Un juge militaire a refusé que les audiences qui se tiennent à Guantanamo puissent être diffusées sur les chaînes de télévision, comme l'avaient demandé, dans un objectif de «transparence», des avocats dans l'affaire de l'attentat contre le navire USS Cole.

Le jugement du colonel James Pohl, dévoilé mercredi sur le site internet des tribunaux militaires d'exception, stipule que «les droits d'accès du public sont constitutionnellement satisfaits tant que des membres du public et des médias peuvent assister au procès et rapporter ce qu'ils ont observé».

En juillet dernier, les avocats du Saoudien Abd al-Rahim al-Nachiri, cerveau présumé de l'attentat contre le navire américain USS Cole, avaient réclamé que les débats qui se tiennent à Guantanamo puissent être télévisés sur les grandes chaînes américaines.

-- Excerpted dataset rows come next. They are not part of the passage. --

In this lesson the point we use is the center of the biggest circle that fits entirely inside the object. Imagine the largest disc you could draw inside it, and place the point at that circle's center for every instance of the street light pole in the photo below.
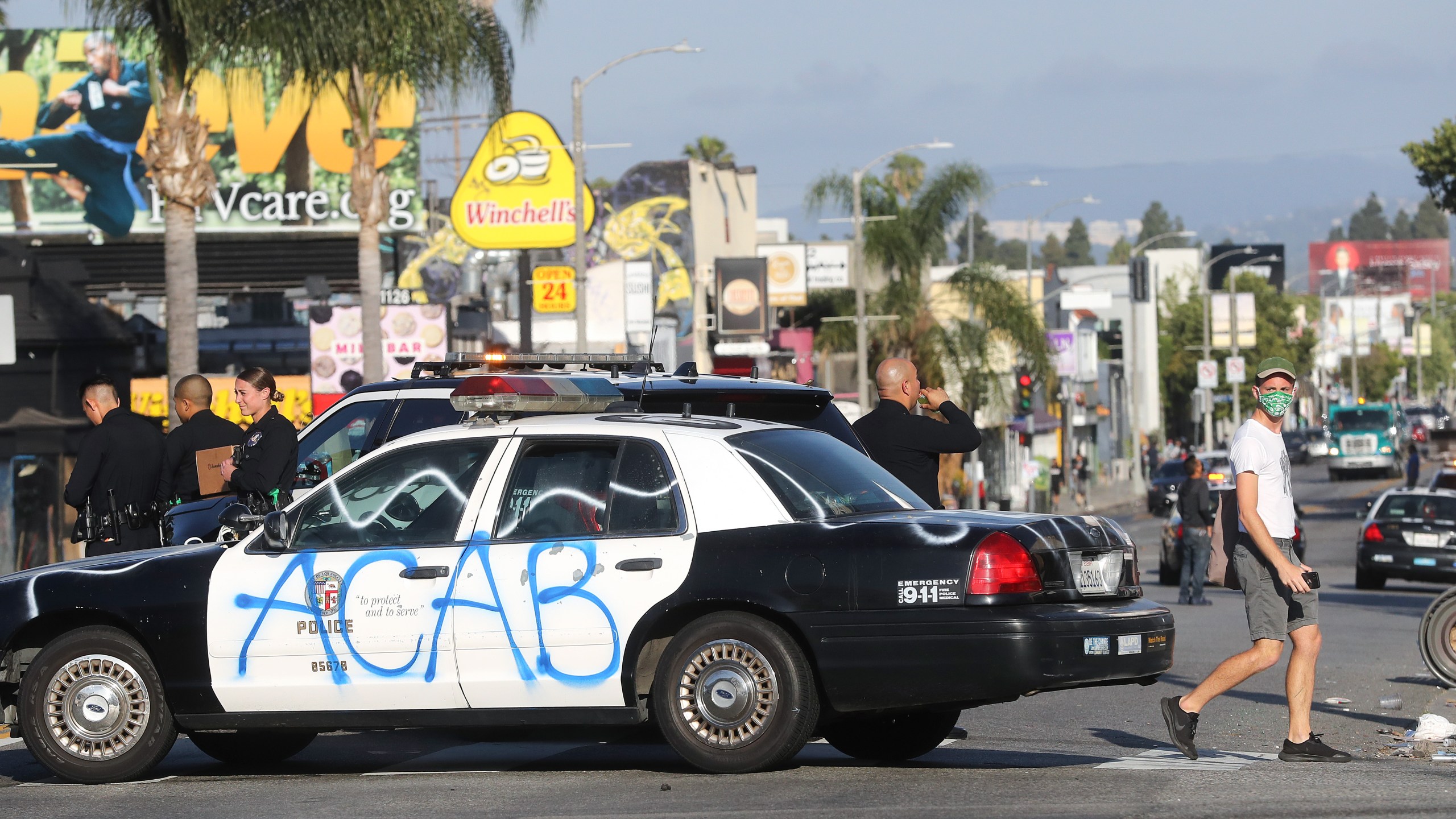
(578, 158)
(858, 210)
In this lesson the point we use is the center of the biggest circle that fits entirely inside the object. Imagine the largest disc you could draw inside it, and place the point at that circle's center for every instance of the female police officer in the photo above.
(264, 474)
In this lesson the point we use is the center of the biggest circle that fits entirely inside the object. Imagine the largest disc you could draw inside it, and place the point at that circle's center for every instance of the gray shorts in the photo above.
(1272, 607)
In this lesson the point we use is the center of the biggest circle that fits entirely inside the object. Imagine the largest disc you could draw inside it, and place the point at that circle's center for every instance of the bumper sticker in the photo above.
(926, 592)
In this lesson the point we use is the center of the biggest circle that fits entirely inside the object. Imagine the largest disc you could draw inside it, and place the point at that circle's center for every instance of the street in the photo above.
(1093, 752)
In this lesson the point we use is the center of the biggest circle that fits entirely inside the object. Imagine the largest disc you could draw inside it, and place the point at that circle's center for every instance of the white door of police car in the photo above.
(576, 541)
(350, 617)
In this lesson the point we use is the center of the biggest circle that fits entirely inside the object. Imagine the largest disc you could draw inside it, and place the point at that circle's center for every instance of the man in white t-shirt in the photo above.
(1276, 589)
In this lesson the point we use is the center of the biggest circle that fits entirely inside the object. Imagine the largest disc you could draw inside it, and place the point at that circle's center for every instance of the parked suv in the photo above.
(375, 414)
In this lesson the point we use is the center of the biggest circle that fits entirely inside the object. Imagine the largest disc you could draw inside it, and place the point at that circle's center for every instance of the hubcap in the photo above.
(727, 693)
(97, 707)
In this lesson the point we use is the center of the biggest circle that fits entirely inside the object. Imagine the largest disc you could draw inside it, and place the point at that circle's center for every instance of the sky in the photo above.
(1246, 117)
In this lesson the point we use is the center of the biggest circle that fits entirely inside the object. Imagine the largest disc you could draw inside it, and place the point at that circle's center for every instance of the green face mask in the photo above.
(1276, 403)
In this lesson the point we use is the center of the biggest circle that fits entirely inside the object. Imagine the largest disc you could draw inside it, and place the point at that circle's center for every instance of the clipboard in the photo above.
(209, 474)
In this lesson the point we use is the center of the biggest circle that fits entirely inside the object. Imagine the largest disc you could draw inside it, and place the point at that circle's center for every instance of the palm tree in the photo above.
(366, 51)
(178, 37)
(708, 149)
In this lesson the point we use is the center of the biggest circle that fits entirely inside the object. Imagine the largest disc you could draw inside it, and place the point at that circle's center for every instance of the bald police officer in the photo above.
(117, 471)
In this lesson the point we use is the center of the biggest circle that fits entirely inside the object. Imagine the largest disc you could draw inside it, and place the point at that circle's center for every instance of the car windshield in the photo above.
(820, 477)
(1353, 420)
(1424, 507)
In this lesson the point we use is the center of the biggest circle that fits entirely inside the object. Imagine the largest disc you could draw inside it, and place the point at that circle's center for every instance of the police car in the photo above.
(742, 584)
(375, 414)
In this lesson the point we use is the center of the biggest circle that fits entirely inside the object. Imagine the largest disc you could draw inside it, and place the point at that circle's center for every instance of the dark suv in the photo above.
(375, 414)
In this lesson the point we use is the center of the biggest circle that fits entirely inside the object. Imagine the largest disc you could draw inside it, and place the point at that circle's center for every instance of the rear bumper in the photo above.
(1410, 563)
(978, 655)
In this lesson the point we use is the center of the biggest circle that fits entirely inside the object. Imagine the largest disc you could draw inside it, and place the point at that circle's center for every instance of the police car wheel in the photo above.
(94, 710)
(897, 738)
(251, 748)
(734, 694)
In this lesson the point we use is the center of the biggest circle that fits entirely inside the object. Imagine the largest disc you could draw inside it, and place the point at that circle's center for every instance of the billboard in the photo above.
(1273, 270)
(411, 333)
(519, 190)
(282, 155)
(1418, 267)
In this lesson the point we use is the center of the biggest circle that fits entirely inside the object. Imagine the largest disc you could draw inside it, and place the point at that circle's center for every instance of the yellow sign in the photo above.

Ils avaient estimé que cela permettrait plus de «transparence» et «qu'un public plus important puisse suivre cet événement d'un intérêt national et international».

Mais le juge qui préside toutes les audiences en cours à Guantanamo, y compris celles des cinq accusés des attentats du 11-Septembre, en a décidé autrement: il a estimé qu'il n'avait pas autorité pour téléviser ce qui se passe à l'intérieur de la salle du tribunal de Guantanamo, et que seul le ministre de la Défense pouvait le faire.

Le colonel Pohl n'a pas de raison de statuer autrement pour le procès hautement médiatisé de Khaled Cheikh Mohammed, qui encourt la peine de mort pour avoir organisé les attentats de 2001 à New York et Washington.

Dans son jugement de deux pages, dont l'AFP a obtenu une copie, le colonel Pohl a estimé que, comme c'est le cas devant la justice fédérale, «l'absence de diffusion des procédures à la télévision ne viole pas les garanties que confère le 6e amendement de la Constitution à la presse et au public d'assister aux procès pénaux».

«La frontière est tracée à la porte du tribunal», a ajouté le juge, estimant que la liberté de la presse garantie par le 1er amendement de la Constitution ne permet pas pour autant «d'apporter des équipements de télédiffusion et d'impression à l'intérieur de la salle du tribunal».

«Le juge Pohl et les tribunaux militaires ont raté une occasion (... de permettre au) public de juger par lui-même», a estimé Karen Greenberg, historienne de Guantanamo. «Cette décision non seulement fait apparaître le gouvernement comme se protégeant de toute critique que le regard du public pourrait apporter», a dit cette experte de la Fordham University. Mais c'était aussi «leur chance de démontrer» que ces audiences militaires sont en tout point «semblables à un tribunal fédéral» comme le procureur le prétend.

A l'audience, le gouvernement avait dit son opposition, estimant que les témoins rechigneraient à faire leurs dépositions en cas de télédiffusion des débats. Il a aussi fait état des retranscriptions des débats déjà fournies sur internet et de la retransmission en circuit télévisé fermé sur une base militaire du Maryland, à Fort Meade.

Mais à Guantanamo, une enclave à l'extrême est de Cuba dont l'accès est strictement contrôlé par le Pentagone, les quelques journalistes et proches des victimes assistent aux débats à travers une vitre sans tain, où les échanges leur parviennent avec un différé de 40 secondes, qui permet aux autorités de censurer les déclarations classées secret défense.